# Mechanical vibration: 2 springs attached horizontally to a wheel at a vertical distance a above the center, find the natural frequency of the system

Context: introductory mechanical vibrations, 300-level engineering. ISBN13: 978-0-13-287169-3

See problem solution below As seen in the "Potential Energy" section, the author writes that the distance the springs compress is $$s=(a+r)\theta$$When I derive $$s$$ I get $$\tan(\theta)=s/a$$ , $$s=atan(\theta)$$ , and by small angle approximation $$s=a\theta$$. How is he getting $$(a+r)$$?

• Presumably the wheel is rolling without slipping on the horizontal surface. That is where the additional $r\theta$ term comes from. – alephzero Feb 15 '19 at 19:23

For this kind of system we can assume that pure rolling happens at the point of contact between wheel and the surface. It means that there is no slip between the wheel and the surface so we can take the system to be at zero velocity at the point of contact. For calculation purpose we take this to be a reference point and calculate kinetic energy and potential energy about this point.

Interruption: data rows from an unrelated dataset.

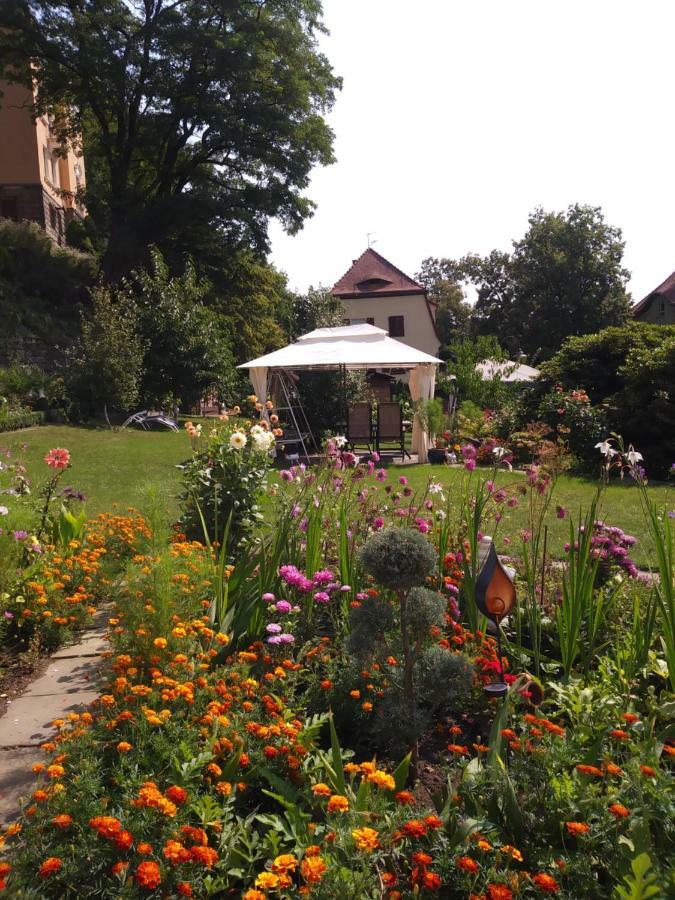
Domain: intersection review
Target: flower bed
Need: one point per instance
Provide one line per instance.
(215, 761)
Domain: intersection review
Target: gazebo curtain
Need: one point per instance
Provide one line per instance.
(422, 385)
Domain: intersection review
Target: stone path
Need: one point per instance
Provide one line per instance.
(68, 685)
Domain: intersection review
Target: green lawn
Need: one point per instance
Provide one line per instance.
(116, 469)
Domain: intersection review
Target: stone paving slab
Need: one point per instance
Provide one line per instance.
(16, 780)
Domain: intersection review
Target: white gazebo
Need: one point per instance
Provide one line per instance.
(507, 371)
(353, 347)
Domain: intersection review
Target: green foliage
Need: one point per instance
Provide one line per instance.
(42, 289)
(629, 371)
(222, 482)
(187, 350)
(469, 384)
(105, 365)
(200, 122)
(564, 277)
(15, 419)
(398, 558)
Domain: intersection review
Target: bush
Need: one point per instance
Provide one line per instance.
(629, 371)
(15, 419)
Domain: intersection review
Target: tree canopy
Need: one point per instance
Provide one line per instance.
(564, 277)
(196, 116)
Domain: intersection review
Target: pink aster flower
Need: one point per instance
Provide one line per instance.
(58, 458)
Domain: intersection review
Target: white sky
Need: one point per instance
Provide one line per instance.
(458, 117)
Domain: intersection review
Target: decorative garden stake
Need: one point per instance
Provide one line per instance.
(495, 598)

If the wheel were rotating around its center, then the small-displacement approximation of motion at point $$s$$ would be $$a\theta$$ in the horizontal direction (and the corresponding movement at the bottom of the wheel would be $$r\theta$$ in the opposite direction).

Instead, however, the wheel is rotating around its point of contact with the underlying base. The small-displacement motion is therefore identical to that of a wheel centered at the point of contact, which is $$(r+a)\theta$$ horizontally at point $$s$$ (and $$0$$ at the bottom of the wheel, which is consistent with the figure). Does this make sense?

• Hi Chemomechanics. Thank you for your response. Yes, it makes sense that if the situation is how you describe it then the displacement of the springs is $(a+r)\theta$. However, suggesting that the wheel is fixed at its bottom and not its center sounds absurd to me: that means it would pass through the floor when rotated. I will think about it some more since this does give the answer the author provided, but could you maybe suggest why one would model a wheel to rotate about one of its radii and not its center (since that's not how they behave realistically)? – Lespiegle Feb 16 '19 at 14:39
• Do you agree that, because of how the author drew $\theta(t)$ (there is supposed to be a theta in front of the (t) describing the arc in the first quadrant of the wheel. I didn't see that it was missing in the picture), that rotation is given to be around the center of the wheel, not its bottom? I thought about it some more, and the system would behave how you described it if it was assumed that the springs are suspending the wheel just enough to displace its weight but to still allow it to contact the ground. – Lespiegle Feb 16 '19 at 14:56
• One more thing to add. The solution (not shown in the picture I gave) later says J, the moment of inertia of the disk, is equal to $1/2 mr^2$. This would not be true if it is not rotating about its center. Is that correct? – Lespiegle Feb 16 '19 at 15:17
• 1. My best recommendation to gain intuition here is to cut out a disc and actually play with it, drawing the paths as it rotates under different contact scenarios. 2. I don’t agree with either of these; the disc both rotates and translates, and the springs don’t necessarily need to offset its weight. 3. The rotation is decoupled when considering the kinetic energy, so the rotational moment of inertia can be applied here. – Chemomechanics Feb 16 '19 at 18:07
• I think I will have to set this thought aside until I become a better engineering student. For now, should I always think that a wheel resting on a surface (with all simplifying assumptions as usual) will rotate about the point of contact, not its center? Or is there something about this scenario that makes it atypical? – Lespiegle Feb 16 '19 at 23:26

The disk is rotating without slippage around its center. Ans its angular moment of inertia is:

$$\ I\ =1/2 mr^2$$

But potential energy of springs, is 1/2 square their displacement times K, which for small angle is horizontal and moves at the point of connection to the disk at height of a+r.

So for the strain energy of the springs the statement $$s= (a+r)\theta$$ And $$\ U=2[\frac{1}{2}kx^2]=\ k(a+r)^2\theta^2$$

Is correct.

Let's imagine the springs were connected to a point even outside of the disk 3 times its radius via a weightless lever. still the S would be $$\ 4r\cdot\theta \$$ and would not effect the $$I$$ of the disk and its kinetic energy.